Mich regt es zwar auf das ich mit der neuen Art zu schreiben den Text nicht bearbeiten kann, sprich die Schrift, Schriftgröße und neuerdings auch keinen Absatz mehr rein kriege, aber ich hoffe das ich irgendwann mal an einen richtigen Rechner darf, um das wieder richtig zu machen
Nun bin ich erstmal froh, das ich überhaupt schreiben kann
Heute war zwar ein ganz normaler Tag, aber gerade diese "normalen" Tage sind die Besonderen. Heute morgen kroßte ich schon in den Schränken rum und sortierte alte Kleidung aus. Dann musste ich noch etwas für die Kinderpsychologin ausfüllen. Danach malte ich mir wie immer ein Gesicht, sprich zwei Augenbraun und Wimpern... ja, richtig gelesen, ich male mir Wimpern, das geht wirklich
dann setzte ich mir meine blonde Frisur auf und fuhr meinen kleinen von der Schule abholen. Danach mussten wir gleich zur Kinderpsychologin. Diese wollte heute zur Hälfte mit mir und zur Hälfte mit Jaque sprechen. Zuerst war ich dran und es kam erstaunliches dabei heraus. Na ja, eigentlich ist es eher nicht erstaunlich, sondern eher normal, doch von einer Kinderpsychologin ausgesprochen, kommt es doch anders bei einem an, als wenn man bestimmte Gedanke versucht zu verdrängen. Vielleicht denken nun manche die das lesen, "warum schreibt sie das nun hier rein?" , viele denken bestimmt "zu privat", " und das so öffentlich" ... ich weiß mittlerweile wieviele , es sind Hunderte, die es lesen, das da einige dabei sind, die manches "Falsch finden" oder "zu öffentlich" oder sie erzählen entsetzt "wie konnte sie das schreiben?" , "unmöglich"... Gerne darf jeder seine Meinung dazu haben, jedoch muss ich sagen MIR IST DAS VÖLLIG EGAL!!!!! Es ist MEIN TAGEBUCH und wenn jemand nicht damit klar kommt, dann muss er oder sie es nicht lesen
Ich denke bei meinem freien Schreiben auch an die vielen, die auch schwer krank sind, und besonders sie haben ein Recht auf Ehrlichkeit und Realität. Gerade jetzt wo ich in einer Gruppe im Internet gelandet bin, ich wurde aufgegabelt, wo nur junge Frauen mit Brustkrebs mit Mietnomaden sind, und ich dort sovieles von der Wahrheit und den Sorgen, ja leider auch dem Tod mitbekomme, denke ich , möchte ich weiter ehrlich schreiben, genauso wie ich empfinde!
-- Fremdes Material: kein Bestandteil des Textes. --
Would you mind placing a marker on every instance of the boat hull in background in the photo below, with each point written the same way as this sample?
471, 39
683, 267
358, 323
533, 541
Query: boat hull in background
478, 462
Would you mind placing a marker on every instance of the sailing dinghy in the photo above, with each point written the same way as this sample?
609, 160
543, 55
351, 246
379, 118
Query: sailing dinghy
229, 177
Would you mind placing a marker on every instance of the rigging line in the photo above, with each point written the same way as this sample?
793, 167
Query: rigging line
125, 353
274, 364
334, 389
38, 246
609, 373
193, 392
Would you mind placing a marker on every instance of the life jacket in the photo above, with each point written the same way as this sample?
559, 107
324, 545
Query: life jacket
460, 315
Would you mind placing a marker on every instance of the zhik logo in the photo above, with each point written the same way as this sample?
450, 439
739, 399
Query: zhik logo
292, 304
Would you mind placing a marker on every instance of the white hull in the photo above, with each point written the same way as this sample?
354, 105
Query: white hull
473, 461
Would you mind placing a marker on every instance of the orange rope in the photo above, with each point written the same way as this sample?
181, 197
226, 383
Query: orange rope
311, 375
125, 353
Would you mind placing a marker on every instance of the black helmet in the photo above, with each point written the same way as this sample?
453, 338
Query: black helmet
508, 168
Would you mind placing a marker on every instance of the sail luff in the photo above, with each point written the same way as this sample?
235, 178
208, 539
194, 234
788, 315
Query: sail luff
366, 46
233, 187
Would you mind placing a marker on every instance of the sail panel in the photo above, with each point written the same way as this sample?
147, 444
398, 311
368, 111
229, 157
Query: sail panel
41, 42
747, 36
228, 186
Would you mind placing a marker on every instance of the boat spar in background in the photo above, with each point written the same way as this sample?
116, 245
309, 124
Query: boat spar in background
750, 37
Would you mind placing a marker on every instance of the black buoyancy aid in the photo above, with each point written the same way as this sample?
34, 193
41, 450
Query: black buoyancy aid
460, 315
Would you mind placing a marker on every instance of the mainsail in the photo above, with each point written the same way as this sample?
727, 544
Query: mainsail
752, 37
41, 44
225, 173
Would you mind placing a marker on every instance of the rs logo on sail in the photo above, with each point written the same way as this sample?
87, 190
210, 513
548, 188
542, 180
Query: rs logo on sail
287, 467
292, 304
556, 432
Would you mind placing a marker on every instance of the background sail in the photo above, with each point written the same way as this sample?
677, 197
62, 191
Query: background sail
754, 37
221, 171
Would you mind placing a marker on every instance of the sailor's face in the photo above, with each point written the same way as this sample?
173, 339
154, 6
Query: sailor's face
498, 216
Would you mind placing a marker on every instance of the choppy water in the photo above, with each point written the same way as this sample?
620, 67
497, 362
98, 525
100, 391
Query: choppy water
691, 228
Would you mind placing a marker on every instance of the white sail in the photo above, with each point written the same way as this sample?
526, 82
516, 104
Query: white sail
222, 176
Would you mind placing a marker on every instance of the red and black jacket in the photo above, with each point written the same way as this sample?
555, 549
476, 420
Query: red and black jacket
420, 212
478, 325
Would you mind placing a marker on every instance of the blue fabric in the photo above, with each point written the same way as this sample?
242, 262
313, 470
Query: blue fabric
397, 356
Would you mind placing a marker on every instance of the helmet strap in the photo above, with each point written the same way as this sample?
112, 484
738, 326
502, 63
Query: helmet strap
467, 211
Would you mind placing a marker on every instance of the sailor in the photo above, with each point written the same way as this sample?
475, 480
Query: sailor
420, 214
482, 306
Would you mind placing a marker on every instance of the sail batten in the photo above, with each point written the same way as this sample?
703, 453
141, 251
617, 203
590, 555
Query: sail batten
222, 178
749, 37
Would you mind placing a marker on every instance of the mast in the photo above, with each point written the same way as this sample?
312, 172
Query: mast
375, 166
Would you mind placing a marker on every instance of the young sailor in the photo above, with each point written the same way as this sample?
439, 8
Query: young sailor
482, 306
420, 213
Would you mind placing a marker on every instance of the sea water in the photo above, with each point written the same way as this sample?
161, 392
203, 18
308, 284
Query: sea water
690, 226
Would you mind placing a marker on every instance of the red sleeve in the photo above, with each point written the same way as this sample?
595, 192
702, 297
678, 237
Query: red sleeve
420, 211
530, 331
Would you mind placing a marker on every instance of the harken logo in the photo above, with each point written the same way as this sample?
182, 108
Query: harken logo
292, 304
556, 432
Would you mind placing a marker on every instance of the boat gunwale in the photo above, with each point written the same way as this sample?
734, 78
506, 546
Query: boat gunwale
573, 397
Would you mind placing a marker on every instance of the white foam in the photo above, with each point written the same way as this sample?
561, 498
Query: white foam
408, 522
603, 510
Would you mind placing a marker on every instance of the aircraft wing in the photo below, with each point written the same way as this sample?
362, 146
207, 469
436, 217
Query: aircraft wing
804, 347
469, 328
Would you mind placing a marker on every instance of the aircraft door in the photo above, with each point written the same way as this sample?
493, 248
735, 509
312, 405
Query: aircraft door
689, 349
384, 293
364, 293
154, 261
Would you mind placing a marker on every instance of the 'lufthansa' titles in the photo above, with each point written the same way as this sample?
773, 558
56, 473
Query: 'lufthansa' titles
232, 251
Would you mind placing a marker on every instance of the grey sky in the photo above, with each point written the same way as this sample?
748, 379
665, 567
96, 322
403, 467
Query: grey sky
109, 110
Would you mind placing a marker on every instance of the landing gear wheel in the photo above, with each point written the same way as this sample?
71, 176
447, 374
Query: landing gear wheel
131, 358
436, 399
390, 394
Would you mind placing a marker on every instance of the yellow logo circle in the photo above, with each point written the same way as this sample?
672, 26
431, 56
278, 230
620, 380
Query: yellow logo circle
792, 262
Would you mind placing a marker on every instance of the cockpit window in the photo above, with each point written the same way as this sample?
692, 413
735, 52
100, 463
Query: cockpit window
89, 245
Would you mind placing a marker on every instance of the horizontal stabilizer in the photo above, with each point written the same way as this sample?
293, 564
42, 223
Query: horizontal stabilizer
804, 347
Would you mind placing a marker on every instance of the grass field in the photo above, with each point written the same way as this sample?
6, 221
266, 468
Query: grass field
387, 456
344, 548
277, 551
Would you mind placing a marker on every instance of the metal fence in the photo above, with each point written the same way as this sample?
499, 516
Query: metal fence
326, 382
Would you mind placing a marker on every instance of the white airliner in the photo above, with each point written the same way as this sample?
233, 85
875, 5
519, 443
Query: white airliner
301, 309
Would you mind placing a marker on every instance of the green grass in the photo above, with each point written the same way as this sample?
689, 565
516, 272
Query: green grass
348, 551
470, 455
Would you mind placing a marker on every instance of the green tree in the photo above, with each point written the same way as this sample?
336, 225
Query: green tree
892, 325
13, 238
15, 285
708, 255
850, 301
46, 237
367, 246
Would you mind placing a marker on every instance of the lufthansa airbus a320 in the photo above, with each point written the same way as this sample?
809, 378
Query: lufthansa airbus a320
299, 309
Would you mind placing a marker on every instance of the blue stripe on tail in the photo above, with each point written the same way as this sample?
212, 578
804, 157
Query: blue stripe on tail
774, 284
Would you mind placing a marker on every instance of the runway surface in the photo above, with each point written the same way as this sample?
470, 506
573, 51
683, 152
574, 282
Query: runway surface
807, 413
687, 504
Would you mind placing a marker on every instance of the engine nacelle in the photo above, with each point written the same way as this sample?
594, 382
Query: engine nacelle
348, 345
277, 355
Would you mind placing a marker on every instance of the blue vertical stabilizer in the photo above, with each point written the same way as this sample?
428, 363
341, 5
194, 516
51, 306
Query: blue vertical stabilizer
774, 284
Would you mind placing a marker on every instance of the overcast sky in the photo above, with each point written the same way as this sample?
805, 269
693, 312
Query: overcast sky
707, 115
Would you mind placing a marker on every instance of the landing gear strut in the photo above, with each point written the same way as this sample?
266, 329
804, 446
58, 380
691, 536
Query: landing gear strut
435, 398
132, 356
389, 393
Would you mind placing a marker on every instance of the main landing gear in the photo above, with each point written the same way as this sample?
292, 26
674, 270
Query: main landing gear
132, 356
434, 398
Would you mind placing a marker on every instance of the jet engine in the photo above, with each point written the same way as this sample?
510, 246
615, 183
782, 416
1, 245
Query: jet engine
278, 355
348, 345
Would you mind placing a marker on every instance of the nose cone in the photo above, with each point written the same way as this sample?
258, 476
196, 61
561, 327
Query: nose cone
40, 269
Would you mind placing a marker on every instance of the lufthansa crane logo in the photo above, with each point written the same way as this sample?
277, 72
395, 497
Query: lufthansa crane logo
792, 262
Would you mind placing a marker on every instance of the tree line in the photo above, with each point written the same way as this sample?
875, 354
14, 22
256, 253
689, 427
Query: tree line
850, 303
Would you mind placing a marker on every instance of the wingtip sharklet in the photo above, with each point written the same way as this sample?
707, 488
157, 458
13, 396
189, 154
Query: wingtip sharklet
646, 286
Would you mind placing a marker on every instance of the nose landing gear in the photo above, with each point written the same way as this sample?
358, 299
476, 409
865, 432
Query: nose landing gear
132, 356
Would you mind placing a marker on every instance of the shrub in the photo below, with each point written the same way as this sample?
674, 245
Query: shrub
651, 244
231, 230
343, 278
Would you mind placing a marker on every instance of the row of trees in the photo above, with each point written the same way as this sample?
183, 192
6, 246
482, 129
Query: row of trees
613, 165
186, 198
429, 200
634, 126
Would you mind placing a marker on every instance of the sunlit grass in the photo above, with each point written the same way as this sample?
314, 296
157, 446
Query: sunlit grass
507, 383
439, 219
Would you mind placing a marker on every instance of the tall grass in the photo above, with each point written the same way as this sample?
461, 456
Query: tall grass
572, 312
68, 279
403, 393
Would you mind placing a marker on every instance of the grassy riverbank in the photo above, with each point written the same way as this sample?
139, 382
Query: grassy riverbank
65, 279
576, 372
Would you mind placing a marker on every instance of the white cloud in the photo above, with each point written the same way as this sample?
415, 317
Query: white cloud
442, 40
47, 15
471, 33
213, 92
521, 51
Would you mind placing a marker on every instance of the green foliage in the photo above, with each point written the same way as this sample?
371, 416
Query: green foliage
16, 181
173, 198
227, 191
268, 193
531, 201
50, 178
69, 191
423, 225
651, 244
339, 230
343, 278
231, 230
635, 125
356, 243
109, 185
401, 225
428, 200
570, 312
Also gut. Weiter nun im Takt. Ich sprach also mit der Psychologin. Wir nennen sie immer Spielarzt, denn dort wird gespielt
Und dabei öffnen sich die Kinder, das eine früher, das andere später oder wenn man Pech hat, eben gar nicht. Ich erfuhr das sich mein Kind schwer damit tut, aber dennoch konnte sie schon viel in Erfahrung bringen, was sein Seelenleben betrifft. Daraufhin musste sie mich jetzt fragen, wie meine Prognose denn wäre, und wie es gerade aussieht. Denn mein Sohn denkt, das er bald ohne Mama sein wird. Im Spiel spielt er immer, das dort Familien oder Kinder sind, dessen Mama gestorben ist und er redet davon " wenn Mama nicht mehr da ist...." :`( Es ist traurig, aber es ist nun mal Realität. Die Ärztin, so nenn ich sie jetzt mal, sagte aber, das es gut wäre, das er es spielt... Und für sie wäre klar, das sein größtes Problem das sei, nicht zu wissen was dann mit ihm ist, wenn Mama stirbt. Das ist seine Angst. Und das kann ich mehr als nur verstehen. Denn das ist auch meine Angst. Ich weiß das meine Familie die Kinder liebt und es gibt auch einen Plan was dann ist... Doch eine Mutter macht sich trotzdem Sorgen und eine Mutter kann nicht ersetzt werden. Natürlich macht mich das unendlich traurig ums Herze, aber zu sehr lasse ich es nicht an mich heran. Die Ärztin fragte wie gesagt nach meiner Prognose, denn sie hätte das Gefühl das Jaque denkt, es würde bald passieren. Deshalb fragte sie nun genau nach meiner Krankheit. Ich erzählte von den letzten vier Jahren und dabei wurde mir bewusst, besonders in ihren Blicken dabei, was da eigentlich alles passiert war. Schon als sie fragte: Ist das nun die zweite Chemo oder die wievielte?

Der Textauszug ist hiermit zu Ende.